The benchmark S&P 500 touched a fresh intraday record peak and closed at an all-time high for a second session on Monday, extending a bull-market run, fueled by strength in megacap tech and chip stocks.

The blue-chip Dow also surpassed the 38,000-point mark for the first time on Monday, gaining for the third trading day.

The personal consumption expenditure (PCE) index – the Fed’s preferred inflation gauge – along with the S&P Global PMI readings and an advance fourth-quarter GDP print this week will be key in assessing the central bank’s next policy decision when it meets on Jan. 31.

Wall Street had lost steam at the start of 2024, struck by a mixed bag of inflation data and Federal Reserve policymakers clamping down on market speculation of interest-rate cuts arriving as early as March this year.

Traders’ expectations of U.S. monetary policy easing have now deferred to May, with an 84% odd for an at least 25-basis-point cut, as per the CME Group’s FedWatch Tool, compared with earlier expectations of March.

At 9:48 a.m.

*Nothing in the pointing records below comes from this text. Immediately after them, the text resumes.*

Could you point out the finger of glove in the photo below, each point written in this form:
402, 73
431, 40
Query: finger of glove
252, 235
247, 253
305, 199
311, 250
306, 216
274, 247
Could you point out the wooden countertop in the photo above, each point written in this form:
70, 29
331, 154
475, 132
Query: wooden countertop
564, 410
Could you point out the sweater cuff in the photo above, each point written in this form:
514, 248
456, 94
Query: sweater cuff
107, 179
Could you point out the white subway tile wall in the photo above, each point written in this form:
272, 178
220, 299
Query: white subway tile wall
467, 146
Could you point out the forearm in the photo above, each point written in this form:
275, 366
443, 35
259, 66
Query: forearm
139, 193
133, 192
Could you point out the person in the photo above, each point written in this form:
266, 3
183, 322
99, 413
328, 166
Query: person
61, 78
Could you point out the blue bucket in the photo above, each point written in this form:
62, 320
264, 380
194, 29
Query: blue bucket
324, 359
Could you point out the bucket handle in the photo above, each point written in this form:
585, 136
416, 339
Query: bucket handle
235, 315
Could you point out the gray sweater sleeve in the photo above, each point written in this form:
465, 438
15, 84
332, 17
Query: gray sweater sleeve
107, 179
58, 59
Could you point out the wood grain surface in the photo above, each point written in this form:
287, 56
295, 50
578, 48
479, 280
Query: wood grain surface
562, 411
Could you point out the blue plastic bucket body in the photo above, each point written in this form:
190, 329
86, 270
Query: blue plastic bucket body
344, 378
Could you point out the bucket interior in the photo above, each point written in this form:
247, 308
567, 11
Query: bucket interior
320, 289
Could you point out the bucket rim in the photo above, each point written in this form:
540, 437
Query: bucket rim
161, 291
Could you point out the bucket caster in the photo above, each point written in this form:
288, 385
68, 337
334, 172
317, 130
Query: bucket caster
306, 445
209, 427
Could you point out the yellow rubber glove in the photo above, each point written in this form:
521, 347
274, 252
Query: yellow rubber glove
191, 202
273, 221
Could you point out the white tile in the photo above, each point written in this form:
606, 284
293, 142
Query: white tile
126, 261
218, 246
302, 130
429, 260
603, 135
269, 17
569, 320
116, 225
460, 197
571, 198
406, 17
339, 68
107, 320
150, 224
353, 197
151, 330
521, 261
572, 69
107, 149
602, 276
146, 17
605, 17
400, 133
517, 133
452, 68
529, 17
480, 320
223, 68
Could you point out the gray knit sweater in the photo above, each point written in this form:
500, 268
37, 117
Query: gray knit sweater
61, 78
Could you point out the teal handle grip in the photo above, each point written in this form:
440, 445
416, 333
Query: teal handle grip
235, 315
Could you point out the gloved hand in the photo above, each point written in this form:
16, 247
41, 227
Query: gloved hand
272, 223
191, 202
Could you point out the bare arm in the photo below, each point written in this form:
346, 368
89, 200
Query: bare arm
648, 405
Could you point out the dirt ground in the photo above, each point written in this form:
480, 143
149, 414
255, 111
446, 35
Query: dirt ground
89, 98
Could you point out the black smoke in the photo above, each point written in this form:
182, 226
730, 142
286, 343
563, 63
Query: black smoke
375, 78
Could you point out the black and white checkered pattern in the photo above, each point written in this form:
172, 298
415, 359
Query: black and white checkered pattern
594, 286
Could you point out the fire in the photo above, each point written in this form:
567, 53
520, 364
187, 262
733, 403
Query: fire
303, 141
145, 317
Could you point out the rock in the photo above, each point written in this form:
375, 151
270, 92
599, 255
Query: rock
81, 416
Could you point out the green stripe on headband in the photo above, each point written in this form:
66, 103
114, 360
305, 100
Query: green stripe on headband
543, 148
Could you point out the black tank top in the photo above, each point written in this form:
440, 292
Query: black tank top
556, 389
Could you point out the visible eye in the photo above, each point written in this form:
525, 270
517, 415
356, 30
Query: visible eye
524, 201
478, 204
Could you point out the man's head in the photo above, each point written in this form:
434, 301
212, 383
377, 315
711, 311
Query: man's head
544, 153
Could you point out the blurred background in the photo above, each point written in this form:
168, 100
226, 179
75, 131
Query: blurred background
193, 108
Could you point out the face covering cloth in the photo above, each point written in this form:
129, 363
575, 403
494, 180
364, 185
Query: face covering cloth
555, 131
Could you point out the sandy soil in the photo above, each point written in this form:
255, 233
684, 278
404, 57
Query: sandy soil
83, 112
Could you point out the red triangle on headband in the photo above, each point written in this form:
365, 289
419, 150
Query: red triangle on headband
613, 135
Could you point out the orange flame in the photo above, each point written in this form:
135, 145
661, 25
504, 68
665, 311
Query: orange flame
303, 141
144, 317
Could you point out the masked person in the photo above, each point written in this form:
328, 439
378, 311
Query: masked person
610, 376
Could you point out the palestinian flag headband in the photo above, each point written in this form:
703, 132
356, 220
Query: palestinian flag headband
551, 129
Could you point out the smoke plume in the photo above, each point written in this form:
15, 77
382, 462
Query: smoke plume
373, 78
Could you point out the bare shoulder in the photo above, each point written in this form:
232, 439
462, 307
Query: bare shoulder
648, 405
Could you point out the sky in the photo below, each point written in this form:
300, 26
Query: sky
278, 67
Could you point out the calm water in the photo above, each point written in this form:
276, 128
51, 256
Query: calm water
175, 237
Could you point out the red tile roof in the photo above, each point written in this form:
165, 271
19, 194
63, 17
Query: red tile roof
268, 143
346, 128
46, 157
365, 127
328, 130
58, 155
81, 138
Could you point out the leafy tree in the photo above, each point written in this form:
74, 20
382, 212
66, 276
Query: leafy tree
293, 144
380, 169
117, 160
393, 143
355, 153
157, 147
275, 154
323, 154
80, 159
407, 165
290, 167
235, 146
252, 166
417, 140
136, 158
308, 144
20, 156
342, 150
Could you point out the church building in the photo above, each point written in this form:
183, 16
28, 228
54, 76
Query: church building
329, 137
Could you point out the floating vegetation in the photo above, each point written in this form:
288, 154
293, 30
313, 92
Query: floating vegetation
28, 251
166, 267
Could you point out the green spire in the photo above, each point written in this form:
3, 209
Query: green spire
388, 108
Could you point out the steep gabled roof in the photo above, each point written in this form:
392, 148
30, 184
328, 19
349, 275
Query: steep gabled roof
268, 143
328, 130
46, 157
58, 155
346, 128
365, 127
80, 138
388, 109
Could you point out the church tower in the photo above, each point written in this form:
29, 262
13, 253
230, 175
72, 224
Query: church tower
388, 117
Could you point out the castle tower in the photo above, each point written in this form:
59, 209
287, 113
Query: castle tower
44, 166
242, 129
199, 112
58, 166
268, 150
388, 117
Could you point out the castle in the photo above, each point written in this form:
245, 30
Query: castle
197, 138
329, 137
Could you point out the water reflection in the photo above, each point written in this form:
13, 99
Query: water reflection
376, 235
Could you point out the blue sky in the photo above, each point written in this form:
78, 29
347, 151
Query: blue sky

ET, the Dow Jones Industrial Average was down 78.55 points, or 0.21%, at 37,923.26, the S&P 500 was up 4.05 points, or 0.08%, at 4,854.48, and the Nasdaq Composite was up 21.07 points, or 0.14%, at 15,381.35.

Eight of the 11 S&P 500 sectors crawled higher, with the communication services sector leading with a 0.7% rise.

D.R. Horton shed 7.3% as the homebuilder missed estimates for first-quarter profit, while Procter & Gamble topped second-quarter profit expectations, sending shares of the consumer goods firm up by 4.8%.

RTX jumped 8.1% on a 10% surge in fourth-quarter revenue, while United Airlines gained 8.3% following an upbeat full-year outlook.

Advancing issues outnumbered decliners by a 1.95-to-1 ratio on the NYSE and by a 1.78-to-1 ratio on the Nasdaq.

The S&P index recorded 22 new 52-week highs and no new low, while the Nasdaq recorded 63 new highs and 37 new lows.